By execution time:212Ms, in all CBeat 31.47% of users in # commitMemory consumption:25.9MB, in all CBeat 52.99% of users in # commit
Copy the code

🌻Java method 1: Brute force method

Thinking analytical

We need to find the maximum difference (i.e., maximum profit) between two numbers in a given array. In addition, the second number (selling price) must be greater than the first number (buying price).

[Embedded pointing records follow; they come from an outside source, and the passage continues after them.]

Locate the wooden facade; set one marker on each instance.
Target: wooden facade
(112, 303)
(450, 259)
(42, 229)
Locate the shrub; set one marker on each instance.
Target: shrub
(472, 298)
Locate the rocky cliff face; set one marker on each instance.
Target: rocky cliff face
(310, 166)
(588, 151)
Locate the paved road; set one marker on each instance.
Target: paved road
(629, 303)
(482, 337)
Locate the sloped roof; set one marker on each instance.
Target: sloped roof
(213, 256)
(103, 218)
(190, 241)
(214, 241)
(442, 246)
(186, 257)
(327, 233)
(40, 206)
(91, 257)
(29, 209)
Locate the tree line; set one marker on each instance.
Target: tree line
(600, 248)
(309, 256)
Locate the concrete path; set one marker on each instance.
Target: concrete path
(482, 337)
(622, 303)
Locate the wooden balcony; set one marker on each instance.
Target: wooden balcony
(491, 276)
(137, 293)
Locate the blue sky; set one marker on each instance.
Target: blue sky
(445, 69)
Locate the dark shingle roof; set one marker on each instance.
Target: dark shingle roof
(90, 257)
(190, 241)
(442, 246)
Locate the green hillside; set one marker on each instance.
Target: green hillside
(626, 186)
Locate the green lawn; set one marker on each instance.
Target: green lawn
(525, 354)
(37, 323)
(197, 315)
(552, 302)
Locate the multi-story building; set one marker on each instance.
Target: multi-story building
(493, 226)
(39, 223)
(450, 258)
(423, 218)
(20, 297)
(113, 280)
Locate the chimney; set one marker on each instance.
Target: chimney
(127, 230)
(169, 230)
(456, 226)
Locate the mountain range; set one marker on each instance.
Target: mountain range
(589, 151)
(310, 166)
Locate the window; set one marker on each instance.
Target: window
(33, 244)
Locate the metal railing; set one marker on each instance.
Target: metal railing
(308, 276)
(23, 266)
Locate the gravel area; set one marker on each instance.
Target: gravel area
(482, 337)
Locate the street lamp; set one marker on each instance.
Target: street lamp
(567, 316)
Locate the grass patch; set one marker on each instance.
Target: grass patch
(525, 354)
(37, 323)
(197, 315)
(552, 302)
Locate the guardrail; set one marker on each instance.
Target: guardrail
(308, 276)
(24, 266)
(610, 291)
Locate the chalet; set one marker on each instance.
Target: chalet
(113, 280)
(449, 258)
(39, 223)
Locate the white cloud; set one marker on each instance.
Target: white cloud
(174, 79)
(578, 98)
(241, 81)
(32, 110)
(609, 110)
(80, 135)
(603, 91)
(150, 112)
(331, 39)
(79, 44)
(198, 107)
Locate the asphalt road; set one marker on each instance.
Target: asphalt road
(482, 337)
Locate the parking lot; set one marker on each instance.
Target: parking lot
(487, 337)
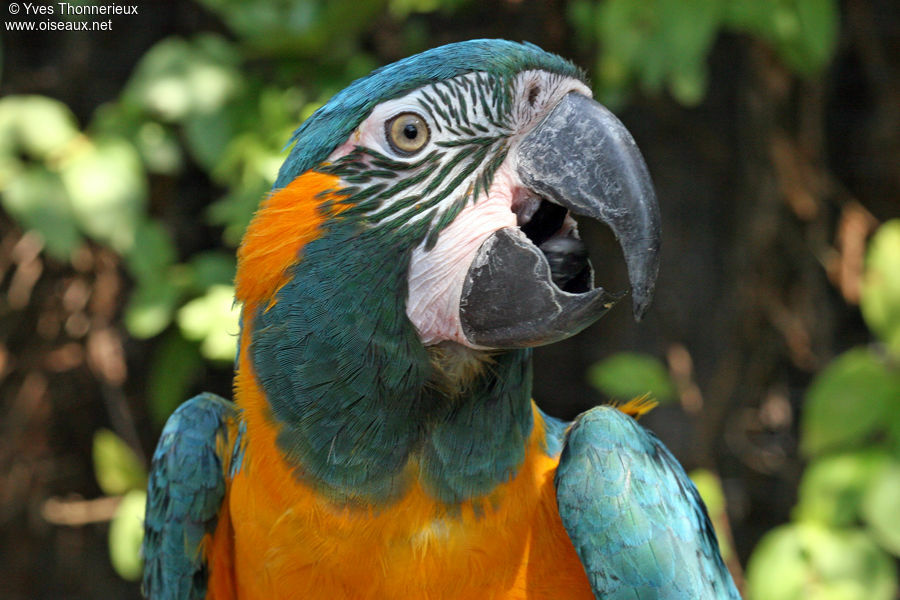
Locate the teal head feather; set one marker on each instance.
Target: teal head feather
(349, 381)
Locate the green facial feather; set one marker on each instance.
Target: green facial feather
(347, 379)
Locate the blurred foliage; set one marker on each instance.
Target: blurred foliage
(845, 525)
(630, 375)
(120, 473)
(663, 44)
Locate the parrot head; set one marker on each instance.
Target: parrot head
(428, 210)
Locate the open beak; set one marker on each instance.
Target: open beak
(533, 285)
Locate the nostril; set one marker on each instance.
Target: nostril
(545, 222)
(524, 205)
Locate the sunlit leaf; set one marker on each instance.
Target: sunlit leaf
(212, 268)
(212, 320)
(881, 508)
(628, 375)
(847, 402)
(34, 125)
(178, 78)
(126, 533)
(108, 188)
(808, 561)
(116, 466)
(880, 300)
(151, 308)
(153, 252)
(832, 487)
(175, 366)
(38, 200)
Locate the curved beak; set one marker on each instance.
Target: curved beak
(521, 291)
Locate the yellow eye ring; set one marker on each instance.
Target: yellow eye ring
(407, 133)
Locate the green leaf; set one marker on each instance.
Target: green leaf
(832, 487)
(807, 561)
(36, 126)
(881, 507)
(151, 308)
(153, 253)
(629, 375)
(116, 466)
(126, 533)
(175, 366)
(212, 268)
(880, 299)
(212, 320)
(107, 187)
(37, 199)
(177, 79)
(847, 402)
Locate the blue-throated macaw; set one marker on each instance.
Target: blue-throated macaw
(383, 442)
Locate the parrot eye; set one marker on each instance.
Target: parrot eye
(407, 133)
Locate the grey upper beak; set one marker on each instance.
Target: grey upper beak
(582, 158)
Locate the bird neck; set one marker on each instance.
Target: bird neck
(363, 410)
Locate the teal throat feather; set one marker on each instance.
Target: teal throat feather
(355, 394)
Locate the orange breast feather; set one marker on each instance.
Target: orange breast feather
(276, 538)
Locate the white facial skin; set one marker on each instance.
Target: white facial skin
(436, 276)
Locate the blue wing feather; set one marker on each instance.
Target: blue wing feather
(635, 518)
(184, 494)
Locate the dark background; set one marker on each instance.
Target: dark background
(765, 183)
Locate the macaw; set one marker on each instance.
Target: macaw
(383, 442)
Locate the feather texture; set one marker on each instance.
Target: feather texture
(636, 519)
(185, 493)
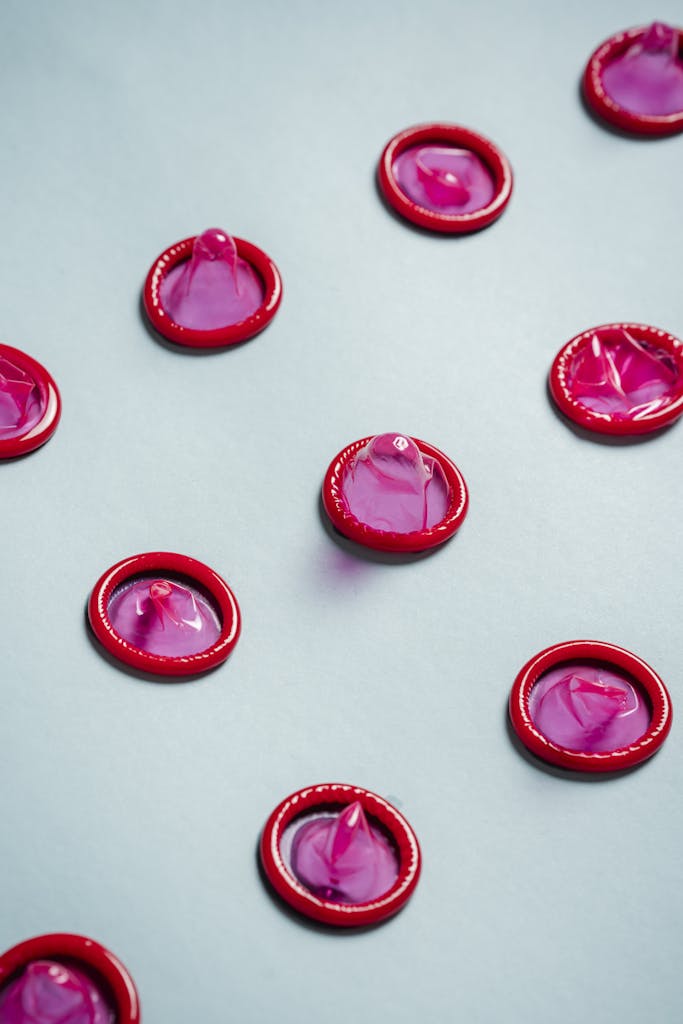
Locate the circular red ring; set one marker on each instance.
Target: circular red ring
(165, 561)
(222, 336)
(602, 103)
(460, 223)
(611, 656)
(343, 914)
(419, 540)
(43, 430)
(75, 947)
(605, 423)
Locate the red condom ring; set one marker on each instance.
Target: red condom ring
(233, 333)
(41, 431)
(562, 389)
(349, 525)
(612, 657)
(96, 958)
(342, 914)
(460, 137)
(602, 103)
(164, 562)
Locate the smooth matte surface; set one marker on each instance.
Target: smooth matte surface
(130, 810)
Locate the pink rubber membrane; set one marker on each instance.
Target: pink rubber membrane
(590, 706)
(444, 177)
(212, 290)
(65, 979)
(340, 854)
(635, 80)
(341, 857)
(164, 616)
(30, 404)
(620, 379)
(165, 613)
(394, 493)
(48, 992)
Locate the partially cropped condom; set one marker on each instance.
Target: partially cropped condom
(394, 493)
(30, 404)
(212, 290)
(165, 613)
(635, 80)
(620, 379)
(444, 177)
(340, 854)
(65, 979)
(591, 707)
(49, 992)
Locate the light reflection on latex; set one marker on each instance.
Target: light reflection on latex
(619, 375)
(163, 616)
(390, 484)
(20, 401)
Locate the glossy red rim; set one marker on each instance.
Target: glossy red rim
(182, 565)
(233, 333)
(421, 540)
(605, 423)
(612, 657)
(61, 946)
(344, 914)
(43, 430)
(606, 108)
(460, 223)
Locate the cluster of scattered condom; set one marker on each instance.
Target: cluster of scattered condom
(336, 852)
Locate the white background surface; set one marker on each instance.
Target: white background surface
(130, 811)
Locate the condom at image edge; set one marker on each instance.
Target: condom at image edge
(634, 80)
(620, 379)
(30, 403)
(590, 706)
(65, 979)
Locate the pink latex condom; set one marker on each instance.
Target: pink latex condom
(340, 854)
(211, 290)
(394, 493)
(589, 708)
(342, 858)
(621, 378)
(214, 288)
(22, 404)
(30, 403)
(648, 78)
(48, 992)
(391, 485)
(163, 616)
(444, 177)
(165, 613)
(635, 80)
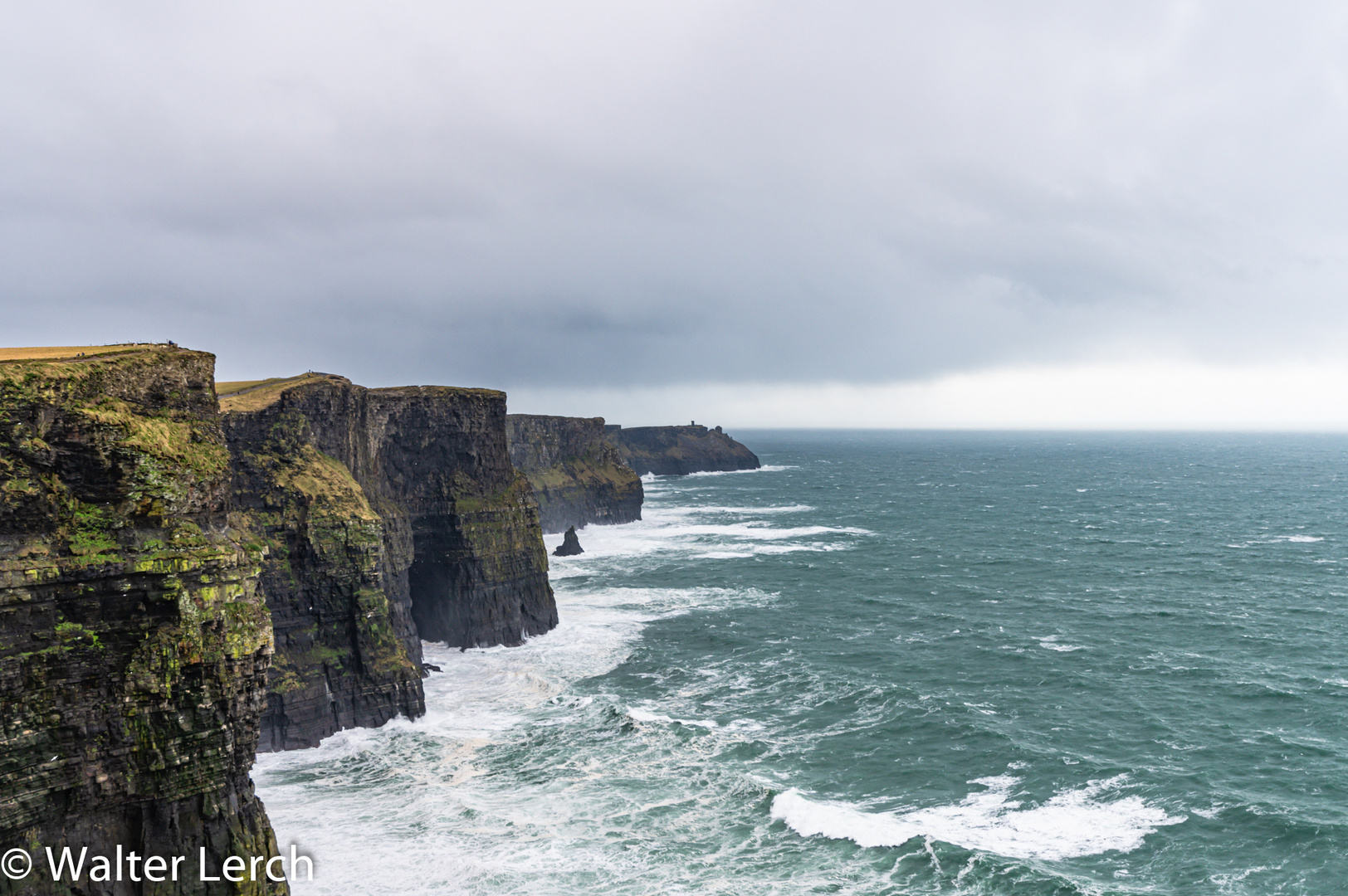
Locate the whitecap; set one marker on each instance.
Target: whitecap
(646, 716)
(770, 468)
(1072, 824)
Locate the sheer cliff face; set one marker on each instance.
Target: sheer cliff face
(462, 553)
(579, 477)
(347, 652)
(134, 639)
(677, 450)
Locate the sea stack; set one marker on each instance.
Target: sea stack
(570, 544)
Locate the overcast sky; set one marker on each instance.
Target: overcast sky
(627, 198)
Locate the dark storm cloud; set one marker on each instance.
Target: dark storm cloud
(626, 194)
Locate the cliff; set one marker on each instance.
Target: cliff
(676, 450)
(134, 639)
(577, 475)
(336, 584)
(423, 531)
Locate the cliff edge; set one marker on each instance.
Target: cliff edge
(464, 558)
(677, 450)
(577, 475)
(134, 637)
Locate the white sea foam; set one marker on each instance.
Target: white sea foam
(1052, 643)
(646, 716)
(704, 533)
(770, 468)
(1073, 822)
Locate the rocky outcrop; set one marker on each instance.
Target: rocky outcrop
(462, 557)
(677, 450)
(577, 475)
(570, 544)
(336, 584)
(134, 637)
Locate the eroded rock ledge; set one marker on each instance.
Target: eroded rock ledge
(577, 475)
(134, 637)
(678, 450)
(394, 515)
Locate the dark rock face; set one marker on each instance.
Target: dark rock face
(347, 652)
(579, 476)
(134, 639)
(464, 558)
(677, 450)
(570, 544)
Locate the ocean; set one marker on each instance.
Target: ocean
(891, 663)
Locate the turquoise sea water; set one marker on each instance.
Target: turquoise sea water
(891, 663)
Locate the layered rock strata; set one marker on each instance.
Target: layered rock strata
(677, 450)
(462, 555)
(134, 637)
(336, 584)
(577, 475)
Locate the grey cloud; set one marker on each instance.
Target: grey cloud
(608, 193)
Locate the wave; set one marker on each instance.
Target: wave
(1072, 824)
(645, 716)
(769, 468)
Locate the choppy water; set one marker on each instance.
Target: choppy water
(891, 663)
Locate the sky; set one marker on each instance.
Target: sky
(1030, 215)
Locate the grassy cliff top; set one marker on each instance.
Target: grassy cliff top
(254, 395)
(58, 352)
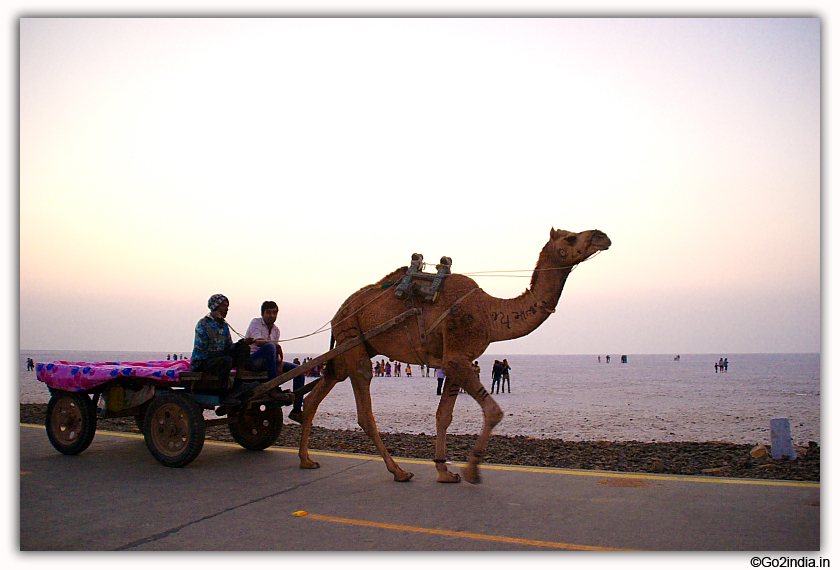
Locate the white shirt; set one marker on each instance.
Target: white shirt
(260, 329)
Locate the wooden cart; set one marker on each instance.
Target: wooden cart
(171, 416)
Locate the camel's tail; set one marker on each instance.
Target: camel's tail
(328, 366)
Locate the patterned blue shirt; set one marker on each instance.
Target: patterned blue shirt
(211, 339)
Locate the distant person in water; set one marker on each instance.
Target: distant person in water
(505, 368)
(440, 377)
(497, 377)
(215, 352)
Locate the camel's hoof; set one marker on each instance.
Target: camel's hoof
(449, 477)
(471, 474)
(403, 476)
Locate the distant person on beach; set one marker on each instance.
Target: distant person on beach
(441, 377)
(505, 368)
(497, 376)
(215, 352)
(267, 354)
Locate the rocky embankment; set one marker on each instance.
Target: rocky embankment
(680, 458)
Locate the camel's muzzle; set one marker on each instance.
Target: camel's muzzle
(600, 240)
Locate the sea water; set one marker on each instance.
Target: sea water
(650, 398)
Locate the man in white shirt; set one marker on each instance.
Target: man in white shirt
(266, 353)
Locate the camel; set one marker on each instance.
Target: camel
(449, 333)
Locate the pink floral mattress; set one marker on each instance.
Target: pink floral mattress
(79, 376)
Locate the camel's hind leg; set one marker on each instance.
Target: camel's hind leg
(360, 379)
(310, 406)
(464, 374)
(443, 418)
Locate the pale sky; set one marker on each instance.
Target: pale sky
(165, 160)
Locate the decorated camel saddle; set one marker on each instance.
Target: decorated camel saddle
(417, 284)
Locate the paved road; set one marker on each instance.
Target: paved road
(115, 496)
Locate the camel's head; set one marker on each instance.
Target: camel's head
(569, 248)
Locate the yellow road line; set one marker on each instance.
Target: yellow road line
(550, 470)
(456, 533)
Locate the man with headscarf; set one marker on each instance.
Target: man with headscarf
(215, 352)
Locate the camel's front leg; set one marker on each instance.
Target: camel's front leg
(443, 419)
(465, 375)
(310, 406)
(364, 412)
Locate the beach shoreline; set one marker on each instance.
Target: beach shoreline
(712, 458)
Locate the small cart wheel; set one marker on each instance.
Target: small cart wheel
(71, 421)
(174, 428)
(257, 426)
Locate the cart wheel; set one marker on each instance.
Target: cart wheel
(174, 428)
(257, 426)
(71, 421)
(140, 419)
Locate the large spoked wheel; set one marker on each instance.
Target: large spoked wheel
(71, 421)
(257, 426)
(174, 428)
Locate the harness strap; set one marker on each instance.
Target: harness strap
(446, 312)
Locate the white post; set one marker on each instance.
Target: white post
(781, 440)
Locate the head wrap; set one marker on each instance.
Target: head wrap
(216, 300)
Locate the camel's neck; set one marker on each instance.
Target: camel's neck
(514, 318)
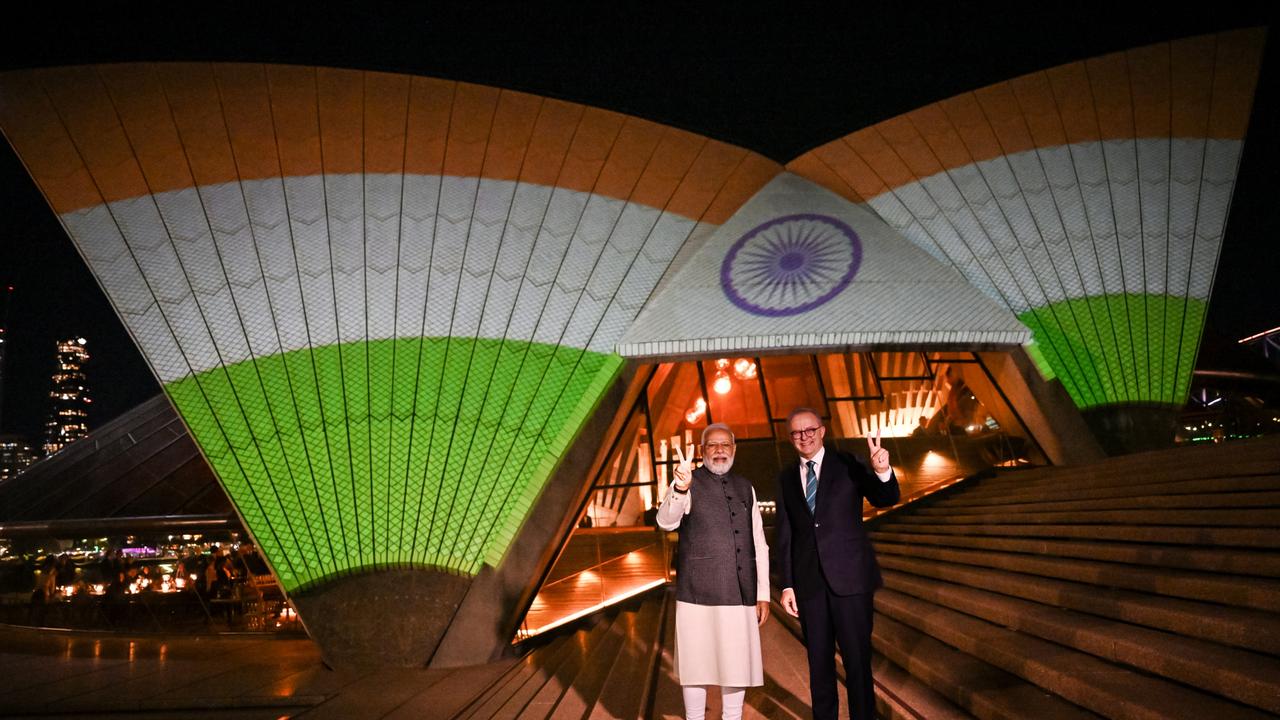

Formally, for each set of I and j (where j > I) we need to find Max (prices[j]−prices[I]).

Code:

public class Solution {
    public int maxProfit(int prices[]) {
        int maxprofit = 0;
        for (int i = 0; i < prices.length - 1; i++) {
            for (int j = i + 1; j < prices.length; j++) {
                int profit = prices[j] - prices[i];
                if(profit > maxprofit) { maxprofit = profit; }}}returnmaxprofit; }}Copy the code

The execution result

By execution time:0Ms, beat out all Java commits100.00% user memory consumption:36.3MB, beat out all Java commits38.54% of the userCopy the code

Complexity analysis

Time complexity: O(n^2) where n is the length of the array. Each number is accessed only once. Space complexity: O(1) where n is the length of the array. The spatial complexity does not consider the return value, so the spatial complexity depends primarily on the depth of the recursive stack, which is O(logn).Copy the code

🌻Java Method 2: Iterate once

Thinking analytical

Code:

public class Solution {
    public int maxProfit(int prices[]) {
        int minprice = Integer.MAX_VALUE;
        int maxprofit = 0;
        for (int i = 0; i < prices.length; i++) {
            if (prices[i] < minprice) {
                minprice = prices[i];
            } else if(prices[i] - minprice > maxprofit) { maxprofit = prices[i] - minprice; }}returnmaxprofit; }}Copy the code

The execution result

By execution time:2Ms, beat out all Java commits94.82% user memory consumption:51.3MB, beat out all Java commits66.02% of the userCopy the code

Complexity analysis

Time: O(n) Space: O(1 )
Copy the code

💬 summary

  • Today is the thirty-fifth day of clocking!
  • The article USES theC# andJavaTwo programming languages to solve the problem
  • Some methods are also written by the god of reference force buckle, and they are also shared while learning, thanks again to the algorithm masters
  • That’s the end of today’s algorithm sharing, see you tomorrow!